1-μm spatial resolution in silicon photon-counting CT detectors.

Purpose: Spatial resolution for current scintillator-based computed tomography (CT) detectors is limited by the pixel size of about 1 mm. Direct conversion photon-counting detector prototypes with silicon- or cadmium-based detector materials have lately demonstrated spatial resolution equivalent to about 0.3 mm. We propose a development of the deep silicon photon-counting detector which will enable a resolution of 1    μ m , a substantial improvement compared to the state of the art. Approach: With the deep silicon sensor, it is possible to integrate CMOS electronics and reduce the pixel size at the same time as significant on-sensor data processing capability is introduced. A Gaussian curve can then be fitted to the charge cloud created in each interaction.We evaluate the feasibility of measuring the charge cloud shape of Compton interactions for deep silicon to increase the spatial resolution. By combining a Monte Carlo photon simulation with a charge transport model, we study the charge cloud distributions and induced currents as functions of the interaction position.

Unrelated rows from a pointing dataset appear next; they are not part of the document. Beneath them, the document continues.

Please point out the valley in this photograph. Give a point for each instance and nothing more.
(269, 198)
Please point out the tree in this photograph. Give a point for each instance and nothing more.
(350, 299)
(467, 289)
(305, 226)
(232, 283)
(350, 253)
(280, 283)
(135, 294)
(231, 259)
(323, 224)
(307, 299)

For a simulated deep silicon detector with a pixel size of 12    μ m , we present a method for estimating the interaction position. Results: Using estimations for electronic noise and a lowest threshold of 0.88 keV, we obtain a spatial resolution equivalent to 1.37    μ m in the direction parallel to the silicon wafer and 78.28    μ m in the direction orthogonal to the wafer. Conclusions: We have presented a simulation study of a deep silicon detector with a pixel size of 12 × 500    μ m 2 and a method to estimate the x-ray interaction position with ultra-high resolution. Higher spatial resolution can in general be important to detect smaller details in the image. The very high spatial resolution in one dimension could be a path to a practical implementation of phase contrast imaging in CT.